The lake felt more lively than their previous visit, from interactions with the captain and crew to dealing with threats on the water. Delhumide felt just as barren as their last quick jaunt through it, but it also seemed lonely; most people don't wander or set up small town in the region due to all of the lingering menaces from magical battles and experimentation. When the chaos beast's transformation attack started to turn the blackguard to jelly, despite his bonus from divine grace, shit got real. Yes, they had a cleric, but only one, and they were too far away from any other known help. If too many of them were affected, someone was going to die. If the pregnant cleric was affected, she knew her child would be lost outright. (The blackguard pulled it together long enough for him and his cohort to take the thing down, with the cleric and the bard providing backup from way back.)

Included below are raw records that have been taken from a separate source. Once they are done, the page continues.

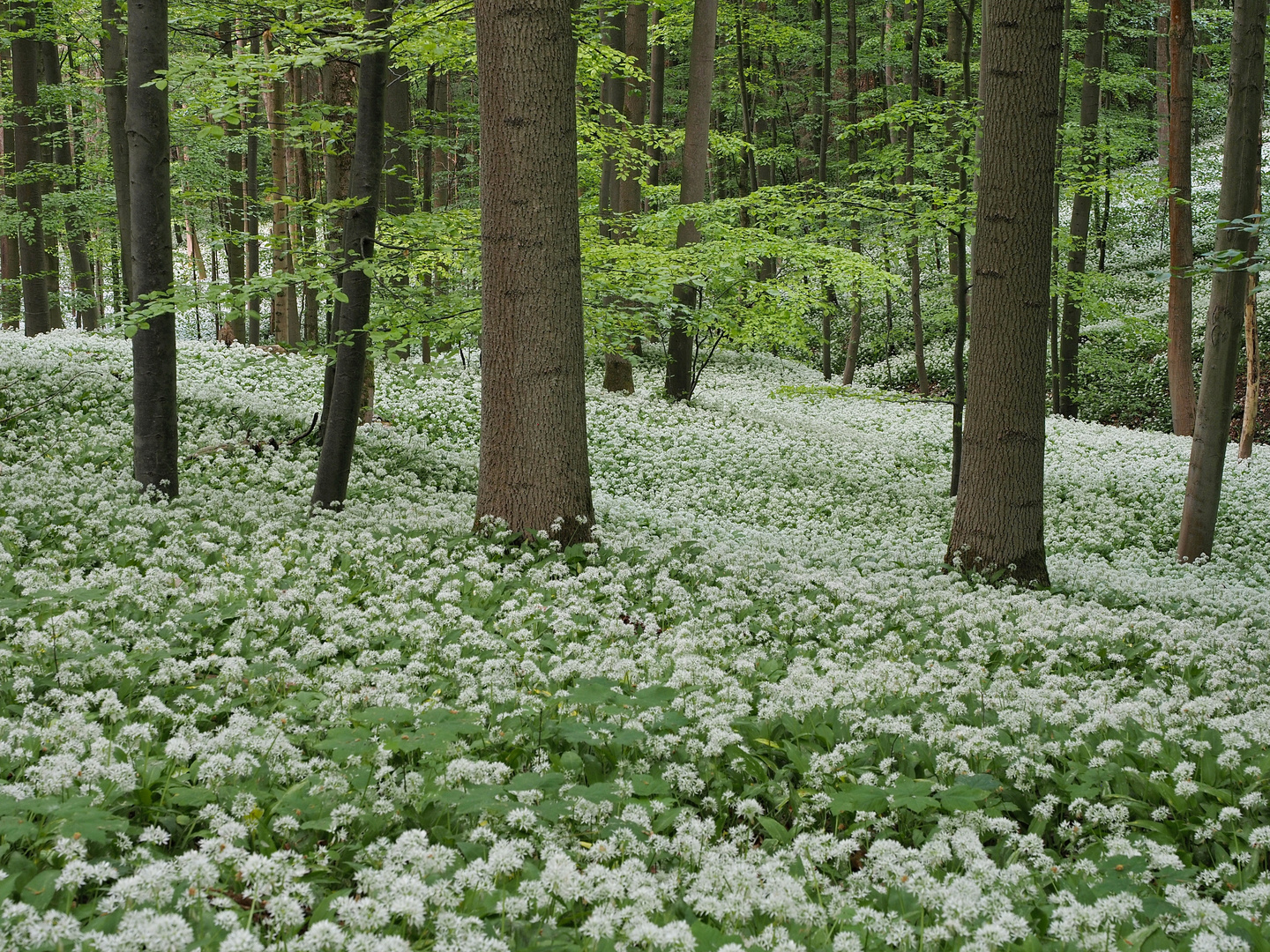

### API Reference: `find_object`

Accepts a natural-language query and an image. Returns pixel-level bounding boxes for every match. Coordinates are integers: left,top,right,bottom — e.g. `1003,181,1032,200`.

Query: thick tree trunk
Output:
666,0,719,400
9,0,49,338
476,0,594,546
127,0,178,496
842,0,863,386
312,0,392,509
1058,0,1106,416
101,0,132,301
945,0,1063,586
1169,0,1195,436
1177,0,1266,562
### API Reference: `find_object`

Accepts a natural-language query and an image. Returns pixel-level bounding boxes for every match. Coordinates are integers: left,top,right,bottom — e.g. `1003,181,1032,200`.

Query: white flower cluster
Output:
0,332,1270,952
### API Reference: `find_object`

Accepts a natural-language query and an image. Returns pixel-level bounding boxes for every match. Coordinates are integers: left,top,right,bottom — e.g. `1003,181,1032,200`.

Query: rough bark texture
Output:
1177,0,1266,561
9,0,49,338
842,0,863,384
904,0,931,393
311,0,392,509
1058,0,1106,416
666,0,719,400
647,9,666,185
41,41,99,330
476,0,595,545
101,0,132,301
1169,0,1195,436
945,0,1063,585
243,37,260,346
128,0,176,496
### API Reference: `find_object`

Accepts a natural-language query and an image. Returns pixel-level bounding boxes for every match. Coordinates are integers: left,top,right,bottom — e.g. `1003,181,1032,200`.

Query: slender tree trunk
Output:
904,0,931,395
1155,8,1169,182
817,0,833,185
1177,0,1266,562
101,0,132,301
842,0,863,386
42,41,99,330
616,4,647,219
312,0,392,509
1169,0,1195,436
1239,190,1261,459
220,20,246,346
9,0,48,338
243,37,260,346
476,0,594,546
949,0,975,496
647,8,666,185
600,9,626,237
127,0,178,496
666,0,719,400
1049,0,1072,413
1058,0,1106,416
0,48,21,330
320,60,357,428
945,0,1063,586
265,48,298,344
384,64,414,358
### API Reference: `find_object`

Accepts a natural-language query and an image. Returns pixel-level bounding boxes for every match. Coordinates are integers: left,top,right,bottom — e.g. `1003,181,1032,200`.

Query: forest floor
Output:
0,332,1270,952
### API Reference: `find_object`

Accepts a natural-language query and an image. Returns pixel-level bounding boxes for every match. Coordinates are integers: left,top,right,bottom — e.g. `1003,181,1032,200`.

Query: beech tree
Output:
127,0,178,496
945,0,1063,586
476,0,595,545
1177,0,1266,562
312,0,392,509
666,0,719,400
1169,0,1195,436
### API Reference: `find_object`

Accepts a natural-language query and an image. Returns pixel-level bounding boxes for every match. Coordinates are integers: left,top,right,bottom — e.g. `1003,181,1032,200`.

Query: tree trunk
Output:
318,60,357,428
600,9,626,237
1155,11,1169,182
1177,0,1266,562
0,48,21,330
42,41,99,330
949,0,975,496
904,0,931,395
1239,190,1261,459
243,37,260,346
127,0,178,496
1169,0,1195,436
265,48,298,344
312,0,392,509
842,0,863,386
616,4,647,222
476,0,594,546
666,0,719,400
101,0,132,301
9,0,49,338
945,0,1063,586
1058,0,1106,416
647,8,666,185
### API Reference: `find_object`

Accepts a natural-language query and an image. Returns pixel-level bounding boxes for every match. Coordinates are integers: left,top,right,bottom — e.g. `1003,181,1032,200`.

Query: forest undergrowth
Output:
0,332,1270,952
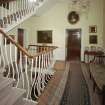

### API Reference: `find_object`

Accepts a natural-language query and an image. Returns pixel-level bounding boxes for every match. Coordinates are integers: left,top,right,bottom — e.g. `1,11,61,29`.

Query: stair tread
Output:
0,87,25,105
0,76,15,90
21,99,37,105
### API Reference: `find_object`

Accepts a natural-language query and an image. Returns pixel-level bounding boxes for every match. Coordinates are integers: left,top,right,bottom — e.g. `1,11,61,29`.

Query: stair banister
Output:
0,29,57,100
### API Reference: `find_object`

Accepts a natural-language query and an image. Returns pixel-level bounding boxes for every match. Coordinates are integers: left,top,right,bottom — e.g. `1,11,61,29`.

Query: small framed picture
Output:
4,35,15,44
89,25,97,33
89,35,98,44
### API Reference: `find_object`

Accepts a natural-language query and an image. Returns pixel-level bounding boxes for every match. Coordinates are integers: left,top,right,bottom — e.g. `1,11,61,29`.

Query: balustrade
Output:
0,30,56,100
0,0,43,28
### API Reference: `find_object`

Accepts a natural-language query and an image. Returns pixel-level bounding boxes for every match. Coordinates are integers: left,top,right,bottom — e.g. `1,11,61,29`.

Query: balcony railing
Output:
0,30,57,100
0,0,45,30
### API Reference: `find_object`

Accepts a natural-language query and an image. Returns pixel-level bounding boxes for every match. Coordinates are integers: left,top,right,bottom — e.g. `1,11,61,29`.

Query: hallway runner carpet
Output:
60,61,91,105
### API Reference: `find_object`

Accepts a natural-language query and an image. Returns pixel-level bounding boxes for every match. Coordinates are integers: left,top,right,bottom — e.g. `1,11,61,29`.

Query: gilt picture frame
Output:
89,25,97,33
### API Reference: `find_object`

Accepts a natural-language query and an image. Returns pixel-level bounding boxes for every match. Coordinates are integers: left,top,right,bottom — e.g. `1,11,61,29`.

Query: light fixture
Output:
29,0,37,2
69,0,90,14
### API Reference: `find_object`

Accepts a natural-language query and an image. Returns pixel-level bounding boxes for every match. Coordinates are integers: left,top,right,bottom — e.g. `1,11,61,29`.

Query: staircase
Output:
0,76,37,105
0,26,57,105
0,0,47,32
0,0,57,105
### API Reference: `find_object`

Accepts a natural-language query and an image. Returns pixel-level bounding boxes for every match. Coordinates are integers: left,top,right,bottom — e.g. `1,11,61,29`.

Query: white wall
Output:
6,0,103,60
103,0,105,49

But the tharch of Gauros was a place that I was hoping to distinguish from the bulk of the Thay they've come to know. It's a rugged region of foothills leading to towering mountains, covered in forest and with no major towns. Compared with other tharchs it is poor, rough, a place of timber and furs and beasts. It's also a bastion of rangers and druids, but the area is so far from the borders of Thay that most others in Faerun believe there are no nature-based classes to be found there. After all, Thayans erected a network of magic to control the weather in most of their country - what respect for nature could they have?

The logging and fur-trapping town of Denzar was their first stop, and it is the first stop for most traffic into Gauros. It is a place to get supplies before heading into the forest and into the ancient lairs within the Sunrise Mountains. It is also a waystop for nobles who come to hunt escaped slaves for sport up in the foothills. The locals know this and try to milk it for all they can, and they hide their grins from the tourists. They are rougher kinds of Thayans, in some ways, built thicker and stockier from their hard work. They learned to respect the region's harsh ways long ago; uncontrolled fire is punished swiftly with torture and death, and a number of magical sites are guarded by druids. Rumors say that the god Malar visits the forest and the laws of the hunt are paramount. The people pay lip service to the Red Wizards when they have to, but they have less respect for weak-wristed finger-wagglers than many other places in Thay.

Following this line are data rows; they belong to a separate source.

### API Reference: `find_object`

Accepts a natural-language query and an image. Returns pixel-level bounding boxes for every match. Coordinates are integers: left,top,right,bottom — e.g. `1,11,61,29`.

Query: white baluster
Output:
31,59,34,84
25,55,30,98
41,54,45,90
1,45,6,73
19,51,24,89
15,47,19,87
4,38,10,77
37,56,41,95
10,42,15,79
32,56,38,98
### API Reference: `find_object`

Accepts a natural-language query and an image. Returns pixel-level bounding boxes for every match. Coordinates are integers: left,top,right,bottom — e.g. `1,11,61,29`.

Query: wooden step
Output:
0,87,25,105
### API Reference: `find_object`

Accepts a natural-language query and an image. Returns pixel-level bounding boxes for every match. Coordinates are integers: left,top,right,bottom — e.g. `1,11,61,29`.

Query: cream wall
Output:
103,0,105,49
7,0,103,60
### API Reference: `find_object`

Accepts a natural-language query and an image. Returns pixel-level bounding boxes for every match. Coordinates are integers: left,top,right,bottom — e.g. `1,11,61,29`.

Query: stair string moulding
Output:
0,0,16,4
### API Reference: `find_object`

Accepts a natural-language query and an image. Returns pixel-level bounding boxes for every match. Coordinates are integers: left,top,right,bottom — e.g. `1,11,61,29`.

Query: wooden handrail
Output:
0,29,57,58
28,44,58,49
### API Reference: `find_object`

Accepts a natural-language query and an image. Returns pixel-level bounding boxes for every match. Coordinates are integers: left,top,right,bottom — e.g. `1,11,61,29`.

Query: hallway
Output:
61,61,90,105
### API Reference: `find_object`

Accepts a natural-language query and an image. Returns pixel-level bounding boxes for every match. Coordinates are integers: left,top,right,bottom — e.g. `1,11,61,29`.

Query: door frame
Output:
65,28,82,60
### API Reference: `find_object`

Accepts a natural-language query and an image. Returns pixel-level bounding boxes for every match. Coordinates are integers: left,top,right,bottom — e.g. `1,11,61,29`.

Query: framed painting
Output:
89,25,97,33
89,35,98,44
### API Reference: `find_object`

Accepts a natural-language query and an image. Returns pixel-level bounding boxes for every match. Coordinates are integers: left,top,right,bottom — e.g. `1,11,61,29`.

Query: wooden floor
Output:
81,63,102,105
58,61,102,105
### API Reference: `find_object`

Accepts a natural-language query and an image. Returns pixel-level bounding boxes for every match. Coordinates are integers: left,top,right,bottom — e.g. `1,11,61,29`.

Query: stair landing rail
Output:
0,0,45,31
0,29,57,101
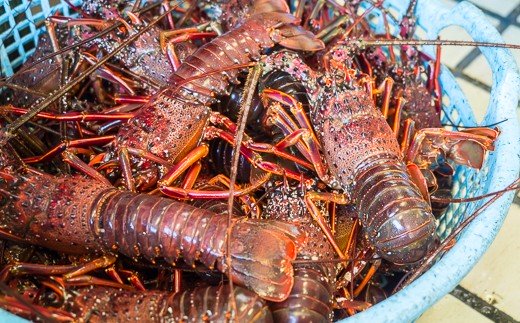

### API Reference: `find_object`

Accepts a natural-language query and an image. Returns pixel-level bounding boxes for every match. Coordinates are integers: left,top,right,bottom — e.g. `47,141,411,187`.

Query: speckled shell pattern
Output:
66,284,272,323
116,12,296,165
263,187,336,322
265,49,436,264
0,163,307,300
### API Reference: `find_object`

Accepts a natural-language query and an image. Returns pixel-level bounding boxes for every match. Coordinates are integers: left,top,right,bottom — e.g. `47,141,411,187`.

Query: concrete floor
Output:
417,0,520,323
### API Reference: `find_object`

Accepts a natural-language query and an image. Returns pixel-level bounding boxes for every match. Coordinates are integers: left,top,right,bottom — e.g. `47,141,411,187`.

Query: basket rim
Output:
0,0,520,323
339,0,520,323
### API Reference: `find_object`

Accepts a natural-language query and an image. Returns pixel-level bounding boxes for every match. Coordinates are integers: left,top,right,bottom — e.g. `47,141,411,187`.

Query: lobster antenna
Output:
292,256,383,265
0,5,177,146
0,3,160,85
356,39,520,49
430,185,520,203
226,64,262,322
392,178,520,294
442,118,509,129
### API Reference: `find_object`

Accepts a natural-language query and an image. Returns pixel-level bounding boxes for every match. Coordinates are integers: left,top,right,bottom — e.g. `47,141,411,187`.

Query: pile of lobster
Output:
0,0,512,321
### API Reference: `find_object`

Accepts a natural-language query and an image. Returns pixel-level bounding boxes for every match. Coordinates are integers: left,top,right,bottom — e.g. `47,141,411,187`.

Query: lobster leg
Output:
24,136,114,164
81,52,136,95
262,89,327,179
406,128,500,169
378,77,394,119
210,112,313,169
0,104,135,121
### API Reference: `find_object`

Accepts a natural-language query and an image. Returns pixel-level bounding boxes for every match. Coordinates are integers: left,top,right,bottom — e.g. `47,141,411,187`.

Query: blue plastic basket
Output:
0,0,520,322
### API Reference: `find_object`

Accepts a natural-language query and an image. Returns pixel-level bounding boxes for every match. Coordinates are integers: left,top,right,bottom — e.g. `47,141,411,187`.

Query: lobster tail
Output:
96,192,306,301
353,157,436,264
67,285,272,322
217,219,306,302
269,266,332,322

It was fun to finally explore this other side of Thay, this hidden side of a reviled country, and to imagine how the general evil of Thay is expressed in a different way. The dryad they discovered was still just a good creature guarding her massive tree, but the nymph they found was as evil, arrogant, demanding, and petulant as any Thayan noble child, wanting her own way and expecting to be catered to at every turn. She was also completely and utterly mad and more than happy to use her beauty as a weapon. So just when they might have expected fay creatures to remain good and pure, they bumped into yet another way beauty is twisted within Thay's borders.